15. In sintesi, in tale materia riguardante la responsabilità del liquidatore dopo la cancellazione della società va dunque affermato il seguente principio di diritto:” in tema di responsabilità del liquidatore nei confronti dei creditori sociali rimasti insoddisfatti dopo la cancellazione della società, ex art. 2495 c.c. comma 2, il conseguimento, nel bilancio finale di liquidazione, di un azzeramento della massa attiva non in grado di soddisfare un credito non appostato nel bilancio finale di liquidazione, ma comunque provato quanto alla sua sussistenza già nella fase di liquidazione, è fonte di responsabilità illimitata del liquidatore verso il creditore pretermesso, qualora sia allegato e dimostrato che la gestione operata dal liquidatore evidenzi l’esecuzione di pagamenti in spregio del principio della par conditio creditorum, nel rispetto delle cause legittime di prelazione ex art. 2741 c.c., comma 2. Pertanto, ove il patrimonio si sia rivelato insufficiente per soddisfare alcuni creditori sociali, il liquidatore, per liberarsi dalla responsabilità su di lui gravante in riferimento al dovere di svolgere un’ ordinata gestione liquidatoria del patrimonio sociale destinato al pagamento dei debiti sociali, ha l’onere di allegare e dimostrare che l’intervenuto azzeramento della massa attiva tramite il pagamento dei debiti sociali non è riferibile a una condotta assunta in danno del diritto del singolo creditore di ricevere uguale trattamento rispetto ad altri creditori, salve le cause legittime di prelazione ex art. 2741, c.c.”. Pertanto la Corte, in sede di rinvio, sarà tenuta a scrutinare la condotta assunta dal liquidatore alla luce dei suddetti principi e nel rispetto degli oneri probatori che ne conseguono.

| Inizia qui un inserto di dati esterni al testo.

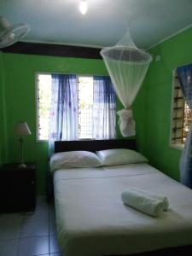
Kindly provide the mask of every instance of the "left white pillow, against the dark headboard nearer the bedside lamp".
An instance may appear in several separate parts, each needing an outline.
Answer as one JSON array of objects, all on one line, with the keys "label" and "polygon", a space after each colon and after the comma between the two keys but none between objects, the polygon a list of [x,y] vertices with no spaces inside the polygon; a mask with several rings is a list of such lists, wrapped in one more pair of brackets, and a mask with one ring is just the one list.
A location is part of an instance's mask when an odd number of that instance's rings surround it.
[{"label": "left white pillow, against the dark headboard nearer the bedside lamp", "polygon": [[97,167],[102,166],[98,156],[89,151],[67,151],[51,156],[50,171],[70,167]]}]

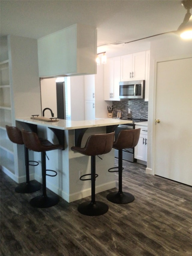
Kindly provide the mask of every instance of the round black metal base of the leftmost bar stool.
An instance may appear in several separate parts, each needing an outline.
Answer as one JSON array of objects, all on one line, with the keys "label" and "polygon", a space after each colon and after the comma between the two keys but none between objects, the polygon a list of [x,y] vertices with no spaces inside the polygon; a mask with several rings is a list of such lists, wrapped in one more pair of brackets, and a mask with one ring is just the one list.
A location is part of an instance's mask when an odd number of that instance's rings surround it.
[{"label": "round black metal base of the leftmost bar stool", "polygon": [[41,183],[38,181],[31,180],[29,183],[23,182],[15,188],[16,193],[28,194],[40,190]]}]

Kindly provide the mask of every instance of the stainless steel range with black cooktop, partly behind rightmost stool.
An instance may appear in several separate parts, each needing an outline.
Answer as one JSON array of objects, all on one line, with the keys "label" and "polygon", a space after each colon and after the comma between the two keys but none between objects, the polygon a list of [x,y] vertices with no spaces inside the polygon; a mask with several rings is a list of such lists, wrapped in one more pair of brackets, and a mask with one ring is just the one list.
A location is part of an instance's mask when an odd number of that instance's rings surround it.
[{"label": "stainless steel range with black cooktop, partly behind rightmost stool", "polygon": [[[147,119],[126,119],[126,120],[132,120],[132,123],[129,124],[123,124],[123,125],[119,125],[116,129],[115,129],[115,138],[117,138],[119,132],[121,130],[125,130],[125,129],[135,129],[135,122],[146,122]],[[118,150],[115,149],[115,157],[118,158]],[[123,160],[126,161],[130,161],[130,162],[136,162],[136,159],[134,158],[134,148],[133,149],[123,149]]]}]

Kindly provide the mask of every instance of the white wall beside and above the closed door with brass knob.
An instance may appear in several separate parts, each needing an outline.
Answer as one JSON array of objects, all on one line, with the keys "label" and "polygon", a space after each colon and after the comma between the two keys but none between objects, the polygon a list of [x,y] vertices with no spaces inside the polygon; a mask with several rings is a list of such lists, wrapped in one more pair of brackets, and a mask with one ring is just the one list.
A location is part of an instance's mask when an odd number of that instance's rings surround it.
[{"label": "white wall beside and above the closed door with brass knob", "polygon": [[[184,41],[178,35],[167,35],[164,39],[151,42],[150,51],[150,78],[149,78],[149,105],[148,105],[148,155],[147,169],[152,169],[152,140],[155,121],[155,62],[165,59],[183,58],[192,56],[192,40]],[[171,95],[170,95],[171,97]],[[162,103],[163,104],[163,103]],[[182,117],[178,117],[178,119]],[[185,125],[185,124],[184,124]]]}]

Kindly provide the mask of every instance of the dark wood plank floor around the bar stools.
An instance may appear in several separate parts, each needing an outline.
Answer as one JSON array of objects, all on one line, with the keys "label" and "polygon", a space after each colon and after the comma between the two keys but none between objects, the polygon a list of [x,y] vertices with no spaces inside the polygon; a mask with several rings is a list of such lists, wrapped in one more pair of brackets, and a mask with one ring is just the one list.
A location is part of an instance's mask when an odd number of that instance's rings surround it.
[{"label": "dark wood plank floor around the bar stools", "polygon": [[33,208],[29,201],[41,190],[17,194],[17,184],[1,172],[1,256],[192,255],[192,187],[146,174],[142,164],[123,166],[123,191],[135,200],[107,201],[117,189],[96,194],[109,211],[94,217],[77,211],[90,197]]}]

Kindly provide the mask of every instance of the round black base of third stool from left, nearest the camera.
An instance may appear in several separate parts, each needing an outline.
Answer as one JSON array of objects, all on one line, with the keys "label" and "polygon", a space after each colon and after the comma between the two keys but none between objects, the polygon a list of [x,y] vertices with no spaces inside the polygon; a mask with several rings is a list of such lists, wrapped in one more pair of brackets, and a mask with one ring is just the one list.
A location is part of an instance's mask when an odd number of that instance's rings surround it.
[{"label": "round black base of third stool from left, nearest the camera", "polygon": [[106,203],[95,201],[95,203],[91,203],[91,202],[81,203],[77,209],[83,215],[99,216],[106,213],[109,207]]}]

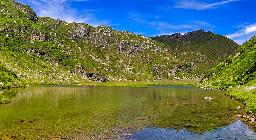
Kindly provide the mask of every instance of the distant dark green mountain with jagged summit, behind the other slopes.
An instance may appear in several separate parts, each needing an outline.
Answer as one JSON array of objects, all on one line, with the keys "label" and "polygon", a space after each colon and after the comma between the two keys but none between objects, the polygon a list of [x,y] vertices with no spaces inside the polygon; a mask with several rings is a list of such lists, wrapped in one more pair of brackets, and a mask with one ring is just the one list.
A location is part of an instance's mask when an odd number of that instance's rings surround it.
[{"label": "distant dark green mountain with jagged summit, behind the other slopes", "polygon": [[240,45],[233,40],[212,32],[198,30],[181,35],[160,35],[150,37],[151,39],[168,45],[175,53],[194,52],[202,53],[208,57],[213,64],[219,59],[225,60]]}]

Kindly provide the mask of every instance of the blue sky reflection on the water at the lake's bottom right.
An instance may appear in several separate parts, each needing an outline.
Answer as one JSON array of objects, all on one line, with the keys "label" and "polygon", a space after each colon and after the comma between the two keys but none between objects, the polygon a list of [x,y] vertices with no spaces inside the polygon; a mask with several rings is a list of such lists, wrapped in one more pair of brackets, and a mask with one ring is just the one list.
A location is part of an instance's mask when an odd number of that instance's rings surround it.
[{"label": "blue sky reflection on the water at the lake's bottom right", "polygon": [[237,119],[226,127],[215,129],[212,132],[193,133],[188,130],[147,128],[133,133],[134,139],[253,139],[256,137],[254,130],[244,125]]}]

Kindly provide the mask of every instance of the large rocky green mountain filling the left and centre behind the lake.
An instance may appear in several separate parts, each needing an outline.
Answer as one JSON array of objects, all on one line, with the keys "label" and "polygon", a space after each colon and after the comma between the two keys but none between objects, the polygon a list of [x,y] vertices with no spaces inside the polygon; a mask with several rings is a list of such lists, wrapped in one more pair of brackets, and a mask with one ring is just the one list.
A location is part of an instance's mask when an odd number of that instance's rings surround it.
[{"label": "large rocky green mountain filling the left and centre behind the lake", "polygon": [[200,77],[149,37],[37,17],[13,0],[1,0],[0,11],[1,62],[27,84]]}]

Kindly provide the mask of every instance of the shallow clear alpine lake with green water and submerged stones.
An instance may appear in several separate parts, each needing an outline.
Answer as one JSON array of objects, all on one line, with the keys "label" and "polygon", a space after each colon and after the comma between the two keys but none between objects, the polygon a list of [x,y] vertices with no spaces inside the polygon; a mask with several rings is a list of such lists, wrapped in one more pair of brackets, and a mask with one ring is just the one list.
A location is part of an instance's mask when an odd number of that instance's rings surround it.
[{"label": "shallow clear alpine lake with green water and submerged stones", "polygon": [[[194,86],[1,89],[0,139],[256,139],[224,90]],[[208,100],[204,97],[212,97]]]}]

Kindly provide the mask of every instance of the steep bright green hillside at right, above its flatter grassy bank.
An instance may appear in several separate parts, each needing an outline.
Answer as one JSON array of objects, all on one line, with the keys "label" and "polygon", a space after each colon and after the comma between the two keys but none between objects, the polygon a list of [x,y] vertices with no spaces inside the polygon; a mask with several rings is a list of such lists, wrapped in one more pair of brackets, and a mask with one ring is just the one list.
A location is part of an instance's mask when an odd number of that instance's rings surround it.
[{"label": "steep bright green hillside at right, above its flatter grassy bank", "polygon": [[256,35],[225,61],[210,69],[202,78],[203,87],[229,89],[239,85],[255,85]]}]

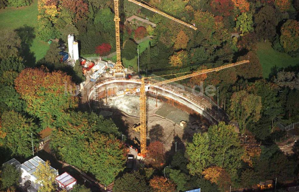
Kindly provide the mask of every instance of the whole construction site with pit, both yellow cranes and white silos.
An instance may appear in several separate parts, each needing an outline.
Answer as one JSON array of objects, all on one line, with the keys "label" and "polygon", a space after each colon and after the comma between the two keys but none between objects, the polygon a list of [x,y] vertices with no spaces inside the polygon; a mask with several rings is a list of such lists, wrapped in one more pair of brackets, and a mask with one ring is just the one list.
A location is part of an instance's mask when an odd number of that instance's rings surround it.
[{"label": "whole construction site with pit, both yellow cranes and white silos", "polygon": [[[129,1],[190,27],[190,30],[197,30],[194,24],[187,24],[138,1]],[[212,97],[205,95],[203,87],[196,91],[176,81],[249,61],[163,77],[141,76],[139,72],[126,69],[121,62],[118,0],[114,1],[114,7],[116,63],[103,61],[100,57],[94,61],[79,58],[74,36],[68,36],[68,61],[73,66],[79,59],[86,76],[86,81],[80,85],[81,101],[88,103],[91,110],[112,118],[120,131],[126,134],[127,142],[138,149],[141,159],[146,157],[147,145],[152,141],[161,141],[167,151],[177,140],[190,141],[194,133],[204,132],[219,121],[228,122],[225,112]],[[176,78],[167,79],[167,76],[173,75],[176,75]]]}]

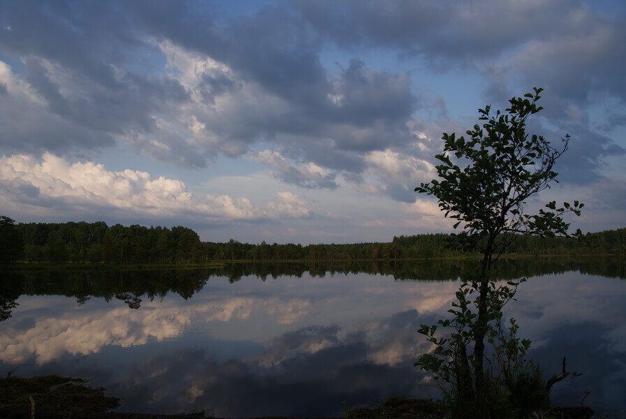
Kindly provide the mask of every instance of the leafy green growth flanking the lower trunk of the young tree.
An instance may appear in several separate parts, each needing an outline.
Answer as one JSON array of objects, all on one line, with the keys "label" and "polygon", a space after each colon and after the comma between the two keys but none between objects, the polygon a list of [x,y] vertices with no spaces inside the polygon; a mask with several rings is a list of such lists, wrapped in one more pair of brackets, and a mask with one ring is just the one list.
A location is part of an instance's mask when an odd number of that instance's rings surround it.
[{"label": "leafy green growth flanking the lower trunk of the young tree", "polygon": [[[507,330],[502,327],[502,308],[515,300],[517,287],[525,281],[521,278],[500,285],[489,281],[487,339],[493,346],[493,356],[485,372],[484,394],[476,393],[474,363],[467,353],[474,344],[473,331],[478,320],[475,306],[479,299],[471,300],[479,289],[475,279],[464,281],[456,292],[456,301],[448,310],[452,318],[439,320],[437,325],[421,325],[418,330],[435,345],[435,350],[422,355],[416,365],[435,374],[435,379],[451,384],[444,391],[459,417],[474,417],[476,410],[484,407],[482,402],[489,406],[494,418],[525,418],[545,407],[547,395],[539,369],[524,358],[530,340],[517,337],[519,327],[512,318]],[[441,335],[439,328],[452,332]]]}]

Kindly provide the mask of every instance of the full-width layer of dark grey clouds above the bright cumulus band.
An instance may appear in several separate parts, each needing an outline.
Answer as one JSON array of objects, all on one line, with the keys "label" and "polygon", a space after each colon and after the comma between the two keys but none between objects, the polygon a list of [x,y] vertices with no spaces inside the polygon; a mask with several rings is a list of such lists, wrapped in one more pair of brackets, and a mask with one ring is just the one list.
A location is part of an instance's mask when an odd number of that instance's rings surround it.
[{"label": "full-width layer of dark grey clouds above the bright cumulus band", "polygon": [[[412,149],[416,112],[448,117],[445,103],[416,94],[409,75],[369,68],[359,56],[374,47],[430,71],[477,72],[488,101],[545,87],[544,125],[577,131],[562,180],[600,179],[604,156],[624,152],[593,128],[625,120],[621,10],[569,0],[293,0],[237,17],[214,10],[199,1],[3,3],[0,51],[13,63],[0,80],[3,151],[75,153],[124,141],[152,159],[202,168],[263,142],[291,160],[273,168],[277,179],[332,189],[340,172],[361,178],[371,152],[425,156]],[[354,58],[326,68],[329,45]],[[204,68],[209,59],[219,65]],[[589,109],[602,94],[617,105],[595,121]],[[326,172],[310,177],[299,169],[307,163]],[[386,186],[392,198],[412,200],[412,185]]]}]

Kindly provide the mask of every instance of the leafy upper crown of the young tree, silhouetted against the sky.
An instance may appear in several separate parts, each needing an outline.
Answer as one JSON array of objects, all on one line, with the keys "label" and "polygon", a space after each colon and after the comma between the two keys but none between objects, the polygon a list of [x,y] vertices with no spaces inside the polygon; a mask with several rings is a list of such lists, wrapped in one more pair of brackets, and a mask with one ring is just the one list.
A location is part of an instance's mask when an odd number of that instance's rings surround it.
[{"label": "leafy upper crown of the young tree, silhouetted against the sky", "polygon": [[[528,198],[557,182],[553,166],[569,142],[566,135],[558,150],[543,136],[525,132],[527,118],[542,109],[536,103],[541,91],[535,88],[534,94],[511,98],[504,114],[497,110],[490,115],[490,106],[479,109],[479,119],[486,122],[467,131],[469,140],[444,133],[444,153],[435,156],[442,162],[436,166],[442,180],[416,187],[435,196],[446,216],[458,220],[455,228],[463,224],[465,231],[458,237],[461,247],[497,256],[510,247],[513,233],[568,236],[569,223],[563,214],[580,215],[584,204],[578,201],[559,208],[552,201],[538,214],[524,212]],[[451,155],[467,164],[458,166]],[[580,230],[576,235],[581,235]]]}]

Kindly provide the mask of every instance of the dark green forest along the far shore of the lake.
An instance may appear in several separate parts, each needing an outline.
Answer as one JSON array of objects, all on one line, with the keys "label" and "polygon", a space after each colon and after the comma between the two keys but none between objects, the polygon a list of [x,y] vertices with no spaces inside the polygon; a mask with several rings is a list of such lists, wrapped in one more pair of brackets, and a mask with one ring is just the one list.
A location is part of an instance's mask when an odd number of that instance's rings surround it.
[{"label": "dark green forest along the far shore of the lake", "polygon": [[[96,223],[18,223],[0,216],[0,263],[211,263],[226,260],[394,260],[471,256],[452,251],[450,234],[393,237],[358,244],[201,242],[190,228]],[[511,253],[563,255],[626,253],[626,228],[581,239],[519,235]]]}]

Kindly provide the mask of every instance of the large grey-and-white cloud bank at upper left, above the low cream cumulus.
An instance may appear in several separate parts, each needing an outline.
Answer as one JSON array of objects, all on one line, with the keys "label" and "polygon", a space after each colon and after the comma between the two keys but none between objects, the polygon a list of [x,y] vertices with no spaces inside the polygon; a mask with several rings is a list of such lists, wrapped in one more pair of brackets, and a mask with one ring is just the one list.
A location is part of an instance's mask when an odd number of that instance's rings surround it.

16. Conclusivamente, la Corte accoglie il ricorso in relazione ai due motivi, per quanto di ragione, e per l’effetto cassa la sentenza impugnata e rinvia alla Corte d’appello di Roma, in diversa composizione, anche per le spese del presente procedimento.

P.Q.M.

La Corte, accoglie il ricorso in relazione al primo e secondo motivo; per l’effetto, cassa la sentenza impugnata e rinvia alla Corte d’appello di Roma, in diversa composizione, anche perchè provveda in ordine alle spese del giudizio di legittimità.

Così deciso in Roma, nella Camera di consiglio della Sezione Terza Civile, il 9 ottobre 2019.